Publiekslezing over creooltalen

Op 21 mei organiseert de opleiding Franse taal en cultuur van de Universiteit Leiden een lezing over creooltalen. De Engelstalige lezing wordt gegeven door Marlyse Baptista, hoogleraar aan de universiteit van Pennsylvania en een toonaangevende expert op het gebied van creooltalen. Zij is in Leiden in verband met een workshop over creooltalen die een dag later plaats zal vinden (WoCL). Daarnaast geeft zij een lezing voor een algemeen publiek en in het bijzonder voor leraren uit het middelbaar onderwijs.

Creooltalen, zoals het Sranan, het Papiamentu en het Kréyol Matinik, zijn veelal ontstaan in een koloniale context, waarin gebrek aan taalrechten gepaard gingen met extreme vormen van taalcontact. Vaak zijn in het lexicon veel woorden te ontdekken die ontleend zijn uit Westerse talen, zoals Engels, Nederlands, Portugees, Spaans of Frans. Een voorbeeld is het volgende spreekwoord uit het Kréyol Matinik, een creooltaal die gesproken wordt op het Franse eiland Martinique en waarvan de meeste woorden teruggaan op het Frans:

Kréyol Matinik:  Sé grenn diri ka fè sak diri
Frans: c’est graine riz présent faire sac riz
Nederlands:  het.is korrel rijst teg.tijd maken zak rijst

Vertaling: ‘Korrels rijst maken samen een zak rijst.’

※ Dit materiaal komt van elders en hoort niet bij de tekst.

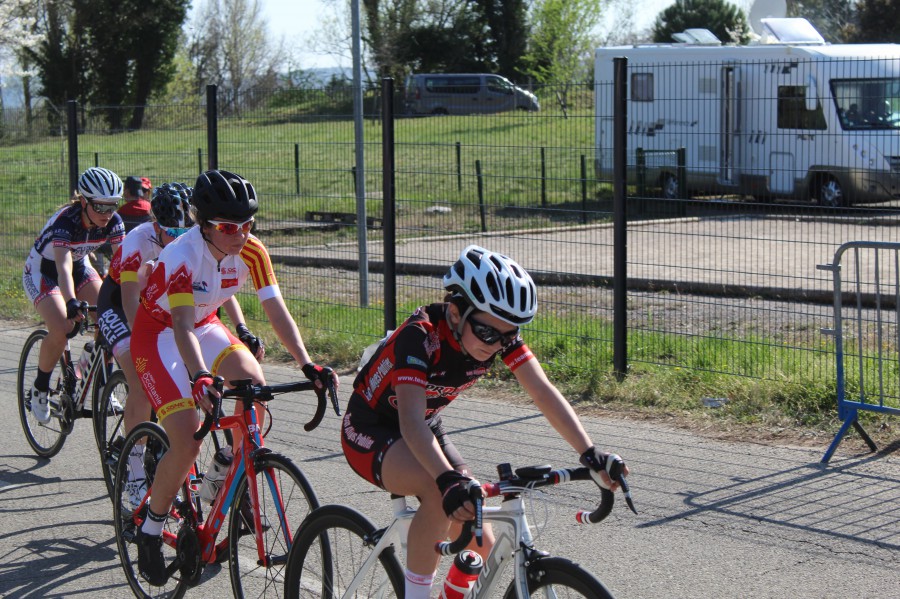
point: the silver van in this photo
(465, 93)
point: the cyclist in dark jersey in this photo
(392, 434)
(58, 277)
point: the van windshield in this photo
(867, 103)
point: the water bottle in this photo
(83, 366)
(462, 575)
(214, 476)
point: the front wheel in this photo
(330, 550)
(109, 425)
(560, 578)
(45, 439)
(285, 500)
(130, 491)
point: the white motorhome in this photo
(790, 118)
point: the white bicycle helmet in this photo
(493, 283)
(100, 184)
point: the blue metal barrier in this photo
(866, 333)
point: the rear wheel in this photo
(669, 186)
(127, 522)
(329, 552)
(45, 439)
(562, 578)
(830, 193)
(285, 500)
(109, 425)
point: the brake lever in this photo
(616, 472)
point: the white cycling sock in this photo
(418, 586)
(136, 463)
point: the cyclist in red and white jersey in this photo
(119, 298)
(392, 434)
(58, 276)
(179, 343)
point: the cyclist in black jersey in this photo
(58, 277)
(392, 434)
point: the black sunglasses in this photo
(489, 335)
(103, 208)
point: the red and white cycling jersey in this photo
(141, 245)
(186, 273)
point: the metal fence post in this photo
(72, 124)
(212, 127)
(620, 221)
(390, 219)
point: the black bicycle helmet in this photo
(221, 194)
(170, 206)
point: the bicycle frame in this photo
(512, 537)
(207, 530)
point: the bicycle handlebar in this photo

In dit spreekwoord staan de rijstkorrels symbool voor alle kleine taken die we moeten uitvoeren. Samen zorgen die er uiteindelijk voor dat er (te) veel werk moet worden verzet. Het voorbeeld illustreert dat veel van de woorden van het Kréyol Matinik uit het Frans komen, terwijl de grammaticale vorm heel anders is. Het gaat dus ook echt om een andere taal, die sprekers van het Frans niet zomaar kunnen verstaan. Iets dergelijks geldt voor het Sranan. Een groot deel van de woordenschat komt oorspronkelijk uit het Engels en het Nederlands, maar de taal is voor een Nederlander die goed Engels spreekt niet zomaar te begrijpen.

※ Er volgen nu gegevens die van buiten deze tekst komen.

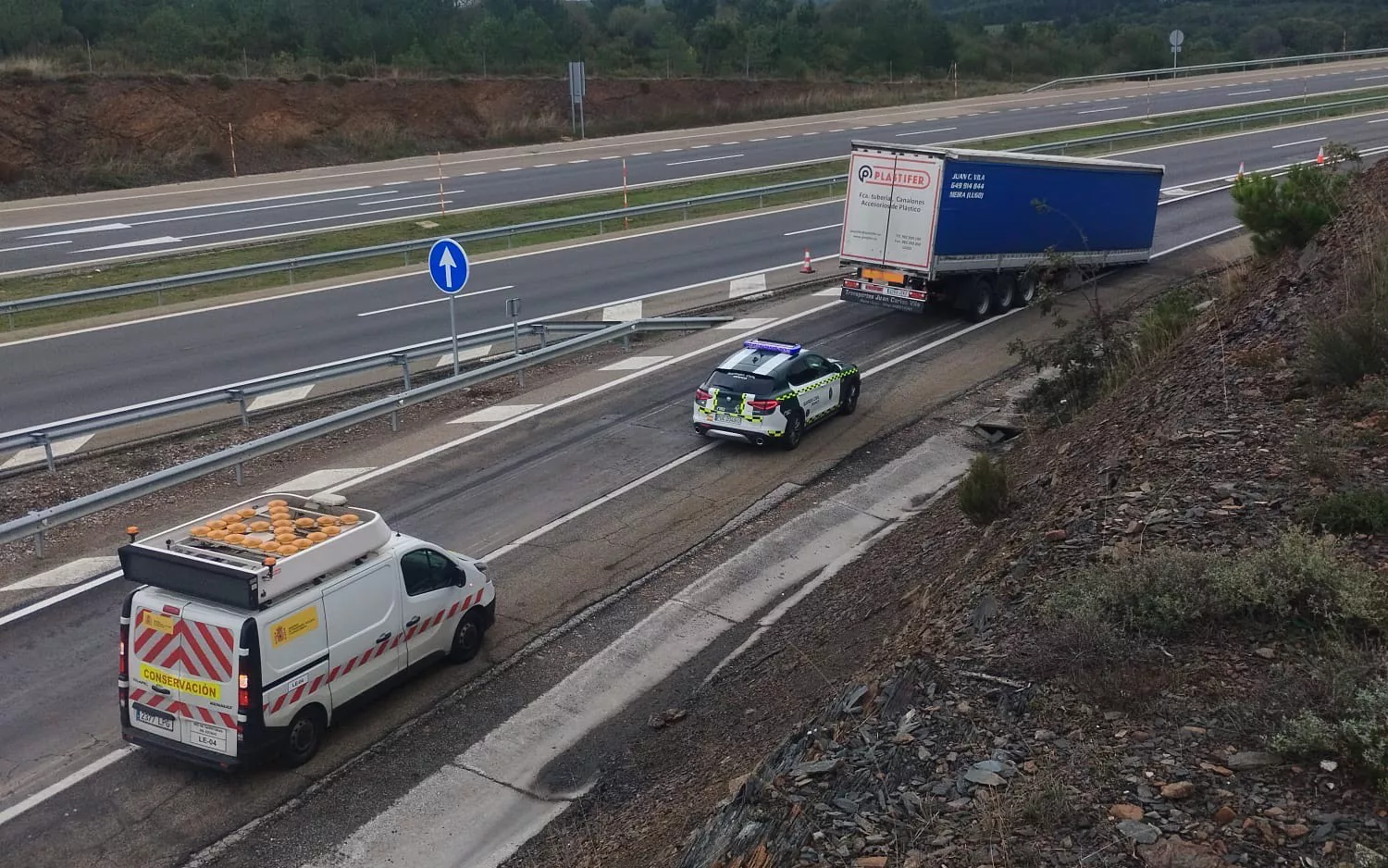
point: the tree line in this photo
(872, 39)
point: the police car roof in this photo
(761, 357)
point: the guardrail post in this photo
(239, 396)
(400, 358)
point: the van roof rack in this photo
(255, 552)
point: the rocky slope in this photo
(1157, 657)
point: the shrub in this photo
(1171, 592)
(985, 490)
(1359, 510)
(1288, 213)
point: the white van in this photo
(255, 624)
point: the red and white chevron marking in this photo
(293, 695)
(204, 651)
(191, 712)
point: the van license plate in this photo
(155, 718)
(211, 738)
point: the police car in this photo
(772, 391)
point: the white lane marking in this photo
(440, 812)
(1302, 142)
(497, 413)
(705, 160)
(625, 311)
(924, 132)
(751, 285)
(71, 573)
(318, 481)
(808, 230)
(283, 396)
(53, 789)
(35, 453)
(747, 322)
(499, 258)
(33, 246)
(400, 307)
(572, 399)
(143, 242)
(81, 230)
(465, 354)
(635, 363)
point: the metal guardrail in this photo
(243, 391)
(1201, 68)
(1194, 125)
(38, 523)
(157, 285)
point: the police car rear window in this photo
(741, 382)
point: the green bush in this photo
(1171, 592)
(1359, 510)
(985, 492)
(1288, 213)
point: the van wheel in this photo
(305, 735)
(466, 639)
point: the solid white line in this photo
(53, 789)
(500, 258)
(400, 307)
(1302, 142)
(707, 160)
(808, 230)
(924, 132)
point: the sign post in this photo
(449, 268)
(577, 89)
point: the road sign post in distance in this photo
(449, 268)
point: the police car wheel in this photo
(794, 430)
(849, 402)
(304, 737)
(466, 639)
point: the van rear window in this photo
(743, 383)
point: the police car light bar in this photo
(790, 349)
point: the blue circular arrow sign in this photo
(449, 266)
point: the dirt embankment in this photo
(86, 132)
(1169, 651)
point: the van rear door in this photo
(183, 667)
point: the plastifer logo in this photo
(890, 175)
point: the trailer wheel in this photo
(977, 299)
(1004, 291)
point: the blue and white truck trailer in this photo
(976, 229)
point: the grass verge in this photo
(366, 236)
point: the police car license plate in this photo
(211, 738)
(155, 718)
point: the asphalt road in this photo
(89, 371)
(143, 810)
(49, 233)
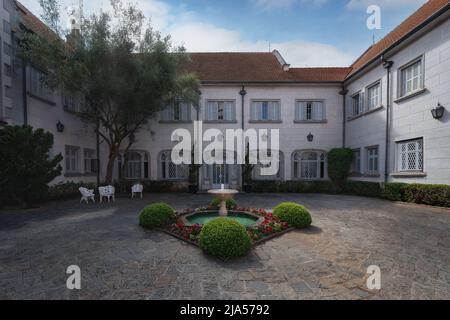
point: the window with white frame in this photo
(309, 111)
(411, 78)
(374, 96)
(410, 155)
(36, 85)
(169, 170)
(90, 161)
(220, 111)
(309, 165)
(178, 111)
(72, 159)
(356, 104)
(265, 111)
(356, 161)
(372, 160)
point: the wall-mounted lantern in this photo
(60, 127)
(438, 112)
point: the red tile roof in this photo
(397, 35)
(256, 67)
(264, 66)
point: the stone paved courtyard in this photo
(119, 260)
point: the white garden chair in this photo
(86, 195)
(108, 192)
(137, 190)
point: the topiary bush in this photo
(157, 215)
(225, 238)
(296, 215)
(231, 204)
(394, 191)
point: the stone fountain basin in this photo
(248, 219)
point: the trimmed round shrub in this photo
(231, 204)
(157, 215)
(225, 238)
(296, 215)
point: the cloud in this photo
(384, 4)
(282, 4)
(201, 37)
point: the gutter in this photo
(397, 43)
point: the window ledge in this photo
(175, 121)
(72, 174)
(411, 95)
(265, 121)
(370, 175)
(47, 101)
(365, 113)
(409, 174)
(310, 121)
(220, 121)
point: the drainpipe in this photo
(387, 65)
(243, 93)
(343, 93)
(24, 93)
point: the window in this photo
(410, 155)
(309, 111)
(265, 111)
(90, 161)
(72, 159)
(179, 111)
(309, 165)
(411, 78)
(7, 49)
(374, 96)
(170, 171)
(74, 103)
(221, 111)
(7, 69)
(372, 160)
(356, 104)
(36, 85)
(8, 92)
(356, 162)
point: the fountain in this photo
(223, 195)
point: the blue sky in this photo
(306, 32)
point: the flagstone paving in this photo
(119, 260)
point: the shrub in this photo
(225, 239)
(339, 163)
(362, 188)
(26, 167)
(157, 215)
(394, 191)
(434, 195)
(296, 215)
(231, 203)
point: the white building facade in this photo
(380, 107)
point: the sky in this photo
(308, 33)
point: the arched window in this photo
(170, 171)
(309, 165)
(257, 170)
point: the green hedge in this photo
(296, 215)
(225, 238)
(157, 215)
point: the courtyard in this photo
(120, 260)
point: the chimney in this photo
(281, 60)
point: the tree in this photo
(339, 163)
(26, 167)
(122, 70)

In haar lezing, met als titel On the Diversity and the Formation of Creole Languages, bespreekt Marlyse Baptista op basis van de Atlas of Pidgin and Creole Language Structures eigenschappen van creooltalen van over de hele wereld. Daarnaast wordt aan de hand van theorieën over taalcontact bekeken wat de diversiteit van creooltalen ons leert over hoe deze nieuwe talen zijn ontstaan.

De lezing wordt gegeven in het Engels, maar vragen kunnen zowel in het Engels als in het Frans gesteld worden.

Dag en tijd: 21 mei, 16.15-17.30
Plaats: Lipsius, zaal 1.47, Cleveringplaats 1, Leiden

Aanmelden kan via de website van de Universiteit Leiden.